Re: scientific publishing process (was Re: Cost and access) from Breslin, John on 2014-10-05 (semantic-web@w3.org from October 2014)

From: Breslin, John <john.breslin@nuigalway.ie>
Date: Sun, 5 Oct 2014 15:27:49 +0000
To: Ivan Herman <ivan@w3.org>
CC: Daniel Schwabe <dschwabe@inf.puc-rio.br>, W3C Semantic Web IG <semantic-web@w3.org>, W3C LOD Mailing List <public-lod@w3.org>, Phillip Lord <phillip.lord@newcastle.ac.uk>, Eric Prud'hommeaux <eric@w3.org>, "Peter F. Patel-Schneider" <pfpschneider@gmail.com>, Bernadette Hyland <bhyland@3roundstones.com>
Message-ID: <400523D1-C262-4747-867B-E03C37C638E5@nuigalway.ie>
+1

John
http://Bresl.in

> On 5 Oct 2014, at 15:39, "Ivan Herman" <ivan@w3.org> wrote:
> 
> This is not a direct answer to Daniel, but rather expanding on what he said. Actually, he and I were (and still are) in the same IW3C2 committee, ie, we share the experience; and I was one of those (although the credit really goes to Bob Hopgood, actually, who was pushing that the most) who tried to come up with a proper XHTML template.
> 
> The real problem is still the missing tooling. Authors, even if technically savy like this community, want to do what they set up to do: write their papers as quickly as possible. They do not want to spend their time going through some esoteric CSS massaging, for example. Let us face it: we are not yet there. The tools for authoring are still very poor. This in spite of the fact that many realize that PDF is really not the format for our age; we need much more than a reproduction of a printed page digitally (as someone referred to in the thread I really suffer when I have to read, let alone review, an article in PDF on my iPad...).
> 
> But I do see an evolution that might change in the coming years. Laura dropped the magic word on the early phases if this thread: ePub. ePub is a packaged (zip archived) HTML site, with some additional information. It is the format that most of the ebook readers understand (hey, it can even be converted into a Kindle format:-).
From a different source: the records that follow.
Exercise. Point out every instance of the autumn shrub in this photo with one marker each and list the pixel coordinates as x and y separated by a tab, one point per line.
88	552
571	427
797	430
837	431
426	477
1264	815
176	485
Both Firefox and Chrome have ePub reader extensions available and Mac OS comes with a free ebook reader (iBook) that is based on it. I expect (hope) that the convergence between ePub and browsers will bring these even closer in the coming years. Because ePub is a packaged web site, with the core content in HTML5 (or SVG), metadata can be added to the content in RDFa, microdata, embedded JSON-LD; in fact, metadata can also be added to the archive as a separate file so if you are crazy enough you can even add RDF data in RDF/XML (no, please, don't do it:-). And, of course, it can be as much as a hypertext as you can just master:-)
> 
> Tooling? No, not yet:-( Well, not yet for lambda users. But there, too, there is an evolution. The fact is that publishers are working on "XML first" (or "HTML first") workflows. O'Reilly's Atlas tool[1] means that authors prepare their documents in, essentially, HTML (well, a restricted profile thereof), and the output is then produced in EPUB, PDF, or pure HTML at the end. Companies are created that do similar things and where small(er) publishers can develop full projects (Metrodigi, Inkling, Hachette, ...; but I do not think it is possible to use these for a big conference, although, who knows?). Importantly to this community, these tools also include annotation facilities, akin to MS Word's commenting tools.
> 
> Where does it take us _now_? Much against my instinct and with a bleeding heart I have to accept that conferences of the size of WWW, but even ISWC or ESWC, cannot reasonably ask their submitters to submit in ePub (or HTML). Yet. Not today. It is a chicken and egg problem, and change may come only with events, as well as more progressive scholarly publishers, experimenting with this. Just like Daniel (and Bernadette) I would love to see that happening for smaller workshops (if budget allows, I could imagine a workshop teaming up with, say, Metrodigi to produce the workshop's proceedings). But I am optimistic that the change will happen within a foreseeable time and our community (as any scholarly community, I believe) will have to prepare itself for a change in this area. 
> 
> Adding my 2¢ to Daniel's:-)
> 
> Ivan
> 
> P.S. For LaTeX users: I guess the main advantage of LaTeX is the math part. And this is the saddest story of all: MathML has been around for a long time, and it is, actually, part of ePUB as well, but authoring proper mathematics is the toughest with the tools out there. Sigh...
> 
> P.S.2 B.t.w., W3C has just started work on Web Annotations. Watch that space...
> 
> 
> [1] https://atlas.oreilly.com
> [2] http://metrodigi.com
> [3] https://www.inkling.com
> 
> 
> 
>> On 04 Oct 2014, at 04:14 , Daniel Schwabe <dschwabe@inf.puc-rio.br> wrote:
>> 
>> As is often the case on the Internet, this discussion gives me a terrible sense of dejá vu. We've had this discussion many times before.
>> Some years back the IW3C2 (the steering committee for the WWW conference series, of which I am part) first tried to require HTML for the WWW conference paper submissions, then was forced to make it optional because authors simply refused to write in HTML, and eventually dropped it because NO ONE (ok, very very few hardy souls) actually sent in HTML submissions.
>> Our conclusion at the time was that the tools simply were not there, and it was too much of a PITA for people to produce HTML instead of using the text editors they are used to. Things don't seem to have changed much since.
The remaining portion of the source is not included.